An estate agency has revealed which London boroughs have been the busiest in terms of the number of homes sold as a percentage of all private dwellings within each borough.
In the past 12 months, there have been 94,483 residential sales across London according to Benham and Reeves.
Measured against a total private dwelling stock of 2.8m homes that’s 3.3 per cent of all London homes changing ownership in the past year.
On a borough-by-borough level, the busiest housing market in London is Havering: it has a total private dwelling stock of 88,998 and has generated 4,150 sales in the past year. This means that 4,663 in every 100,000 homes, or 4.7 per cent of the entire stock has been sold.
In a close second place, Bromley has seen a transaction rate of 4,484 in every 100,000 homes, meaning 4.5 per cent of the stock has been sold in the past 12 months. This is followed by Wandsworth (4.3 per cent) Richmond-upon-Thames (4.2 per cent) and Lambeth (4.1 per cent).
In contrast, the quietest housing market in London is found in The City of London. Just 1.9 per cent of the borough’s homes have changed ownership this year.

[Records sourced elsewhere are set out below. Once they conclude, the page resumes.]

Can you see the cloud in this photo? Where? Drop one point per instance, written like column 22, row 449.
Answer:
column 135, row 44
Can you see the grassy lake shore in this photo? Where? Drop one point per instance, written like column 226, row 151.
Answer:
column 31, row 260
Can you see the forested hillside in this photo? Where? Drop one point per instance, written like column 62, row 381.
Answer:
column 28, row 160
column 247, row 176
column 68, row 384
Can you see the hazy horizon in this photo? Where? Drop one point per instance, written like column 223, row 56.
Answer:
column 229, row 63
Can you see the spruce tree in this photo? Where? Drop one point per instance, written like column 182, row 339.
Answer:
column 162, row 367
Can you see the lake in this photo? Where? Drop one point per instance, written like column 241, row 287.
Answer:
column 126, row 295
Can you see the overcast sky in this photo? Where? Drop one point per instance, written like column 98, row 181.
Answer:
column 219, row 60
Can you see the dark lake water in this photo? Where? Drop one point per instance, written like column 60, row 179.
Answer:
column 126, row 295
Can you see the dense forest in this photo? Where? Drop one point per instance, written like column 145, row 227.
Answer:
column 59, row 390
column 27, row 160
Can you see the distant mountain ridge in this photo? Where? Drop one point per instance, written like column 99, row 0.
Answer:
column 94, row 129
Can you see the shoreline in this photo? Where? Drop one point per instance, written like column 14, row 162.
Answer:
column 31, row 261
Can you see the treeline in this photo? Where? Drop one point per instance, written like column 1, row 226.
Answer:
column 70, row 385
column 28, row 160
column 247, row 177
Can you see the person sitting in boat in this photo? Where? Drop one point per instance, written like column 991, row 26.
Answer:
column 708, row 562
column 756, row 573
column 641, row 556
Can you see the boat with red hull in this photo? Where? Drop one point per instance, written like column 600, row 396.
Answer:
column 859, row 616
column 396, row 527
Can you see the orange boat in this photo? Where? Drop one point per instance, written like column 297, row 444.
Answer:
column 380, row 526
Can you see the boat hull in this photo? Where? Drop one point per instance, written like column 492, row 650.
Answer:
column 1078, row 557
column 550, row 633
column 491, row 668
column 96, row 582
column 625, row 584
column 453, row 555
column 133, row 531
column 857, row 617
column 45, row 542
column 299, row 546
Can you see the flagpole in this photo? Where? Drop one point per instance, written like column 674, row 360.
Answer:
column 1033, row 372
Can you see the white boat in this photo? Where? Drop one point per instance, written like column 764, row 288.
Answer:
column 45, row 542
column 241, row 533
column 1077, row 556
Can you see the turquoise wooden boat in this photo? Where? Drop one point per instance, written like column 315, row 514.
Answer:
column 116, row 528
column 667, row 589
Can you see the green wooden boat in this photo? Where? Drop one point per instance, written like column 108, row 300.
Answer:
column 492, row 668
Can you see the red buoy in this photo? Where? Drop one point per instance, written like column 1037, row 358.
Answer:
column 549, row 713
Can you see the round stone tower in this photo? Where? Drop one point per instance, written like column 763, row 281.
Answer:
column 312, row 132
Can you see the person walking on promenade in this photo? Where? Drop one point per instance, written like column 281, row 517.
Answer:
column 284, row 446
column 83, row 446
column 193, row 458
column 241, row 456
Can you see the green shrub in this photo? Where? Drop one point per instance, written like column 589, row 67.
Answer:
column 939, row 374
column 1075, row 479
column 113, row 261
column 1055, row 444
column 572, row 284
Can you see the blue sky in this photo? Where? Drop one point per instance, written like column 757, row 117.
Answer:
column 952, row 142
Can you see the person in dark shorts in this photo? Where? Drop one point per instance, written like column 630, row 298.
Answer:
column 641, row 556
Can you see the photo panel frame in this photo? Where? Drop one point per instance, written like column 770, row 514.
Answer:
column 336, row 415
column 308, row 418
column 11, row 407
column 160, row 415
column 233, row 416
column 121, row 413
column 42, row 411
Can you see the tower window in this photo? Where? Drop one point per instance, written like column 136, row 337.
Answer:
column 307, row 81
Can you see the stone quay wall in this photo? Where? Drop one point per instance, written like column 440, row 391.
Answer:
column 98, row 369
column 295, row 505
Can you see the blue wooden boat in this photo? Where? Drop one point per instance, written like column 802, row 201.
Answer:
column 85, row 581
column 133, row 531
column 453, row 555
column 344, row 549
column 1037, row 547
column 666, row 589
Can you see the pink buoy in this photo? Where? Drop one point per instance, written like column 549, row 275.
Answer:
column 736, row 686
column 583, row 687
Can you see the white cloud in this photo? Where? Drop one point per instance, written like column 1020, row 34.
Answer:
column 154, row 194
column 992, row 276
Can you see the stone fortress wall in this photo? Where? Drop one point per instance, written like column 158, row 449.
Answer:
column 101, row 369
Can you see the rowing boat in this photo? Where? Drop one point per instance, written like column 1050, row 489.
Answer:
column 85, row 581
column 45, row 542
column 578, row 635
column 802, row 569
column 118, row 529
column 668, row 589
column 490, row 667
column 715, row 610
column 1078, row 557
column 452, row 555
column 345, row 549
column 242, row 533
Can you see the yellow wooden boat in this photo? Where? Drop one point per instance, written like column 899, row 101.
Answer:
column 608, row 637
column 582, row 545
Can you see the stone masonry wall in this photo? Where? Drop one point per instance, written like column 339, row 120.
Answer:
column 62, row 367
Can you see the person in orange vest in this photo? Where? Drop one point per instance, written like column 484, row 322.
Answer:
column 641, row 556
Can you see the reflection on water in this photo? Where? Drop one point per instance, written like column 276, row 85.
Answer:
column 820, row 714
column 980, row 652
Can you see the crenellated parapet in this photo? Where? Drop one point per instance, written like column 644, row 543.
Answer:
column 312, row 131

Westminster and Brent have also had very quiet housing markets. In both instances, just 2.1 per cent of the dwelling stock has been sold in the last year, followed closely by Newham (2.3 per cent) and Kensington & Chelsea (2.4 per cent).
Director of Benham and Reeves, Marc von Grundherr, comments: “It’s clear from our research that despite many homebuyers now heading back to the capital, it’s the peripheral boroughs offering larger homes that continue to be the most popular.
“It’s also interesting to see areas to the south of the river performing well and it seems that the lack of decent public transport links, often cited as a reason homebuyers want to stay north, is no longer the deterrent it once was.
“Although again, this is certainly another result of the government’s work from home guidance and we expect the traditionally popular central areas of London to start gaining momentum as normality returns.”